Abstract
The clinical demand for effective dermal substitutes continues as current commercially available products present limitations. However, there are no definitive in vitro methods to predict in vivo outcomes such as integration, cellularization and contraction, which may help the development of new dermal scaffolds. This study aimed to develop a multiparameter in vitro model of three-dimensional (3D) cell ingress into dermal scaffolds to predict in vivo outcomes of new dermal scaffolds under development. A new dermal scaffold, Smart Matrix, was compared to the scar-forming contractile collagen gel model and to the clinically well-established Integra® and Matriderm®. Parameters studied were cell viability and proliferation, apoptosis, matrix contraction, cell morphology, α-smooth muscle actin, and growth factor expression. Combinatorial evaluation of the results in a scoring matrix showed that Smart Matrix could offer an advantage over existing products. This method would be useful as an international golden scoring matrix to develop new dermal scaffolds that effectively improve the existing products, thus enabling better treatments for burns or chronic wounds.

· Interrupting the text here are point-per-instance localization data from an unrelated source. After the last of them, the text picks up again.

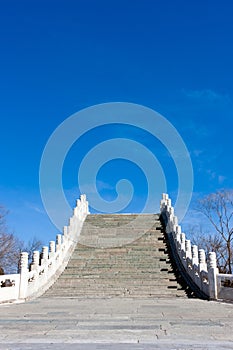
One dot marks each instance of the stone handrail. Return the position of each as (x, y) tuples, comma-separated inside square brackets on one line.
[(47, 265), (201, 274)]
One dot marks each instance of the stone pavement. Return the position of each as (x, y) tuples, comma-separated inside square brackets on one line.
[(116, 323)]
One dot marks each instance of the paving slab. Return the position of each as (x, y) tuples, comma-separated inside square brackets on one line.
[(116, 323)]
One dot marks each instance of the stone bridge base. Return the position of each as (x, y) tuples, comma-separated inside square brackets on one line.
[(116, 323)]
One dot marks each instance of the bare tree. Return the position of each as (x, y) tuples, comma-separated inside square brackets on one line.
[(210, 242), (218, 208), (9, 247), (31, 246)]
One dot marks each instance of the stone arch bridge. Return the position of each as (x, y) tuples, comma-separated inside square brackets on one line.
[(118, 281)]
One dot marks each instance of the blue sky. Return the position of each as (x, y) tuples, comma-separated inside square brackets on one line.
[(58, 57)]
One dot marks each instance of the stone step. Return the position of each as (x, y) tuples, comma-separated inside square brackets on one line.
[(139, 268)]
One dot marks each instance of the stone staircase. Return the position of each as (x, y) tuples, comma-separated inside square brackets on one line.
[(119, 256)]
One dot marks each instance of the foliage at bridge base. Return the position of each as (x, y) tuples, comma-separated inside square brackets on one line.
[(202, 275)]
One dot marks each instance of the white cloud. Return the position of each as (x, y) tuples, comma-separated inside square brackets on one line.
[(206, 95)]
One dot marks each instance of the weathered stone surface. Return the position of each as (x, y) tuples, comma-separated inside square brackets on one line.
[(140, 268)]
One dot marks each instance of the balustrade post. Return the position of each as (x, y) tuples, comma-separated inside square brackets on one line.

Key words: : biomaterials, tissue engineering, wounds
Introduction
Dermal substitutes for treating burns or chronic wounds, which have risen worldwide due to an increment in life expectancy and developments in intensive care, are some of the first examples of tissue engineering. They are made of natural biological materials (Alloderm®, Lifecell Corp., Branchburg, NJ), natural (Integra®, Integra LifeSciences, Plainsboro, NJ; Matriderm®, Skin & Health Care AG, Billerbeck, Germany) or artificial (Polyactive®, Octoplus NV, Leider, The Netherlands) polymers and some of them include cells (Dermagraft®, Smith & Nephew, Hull, United Kingdom). They protect the wound from infection and fluid loss and allow the attachment and ingrowth of cells that will form new dermis rather than scar tissue. However, limitations of current products include unreliable integration, poor mechanical properties, size limitations, or high costs. Thus, the clinical need for dermal substitutes continues to be high.5–7
Developing new dermal scaffolds requires in vitro testing before in vivo experimentation in animal models and ultimately clinical trials. There are many examples in the literature of in vitro testing of new scaffolds for dermal reconstruction, which focus on mechanical characterization of the biomaterial, cytotoxicity, and investigation of certain cell–matrix interactions relevant to wound healing.8–14 However, there are no studies attempting to standardize in vitro testing of new dermal scaffolds, which could predict in vivo outcomes such as integration, cellularization, and contraction.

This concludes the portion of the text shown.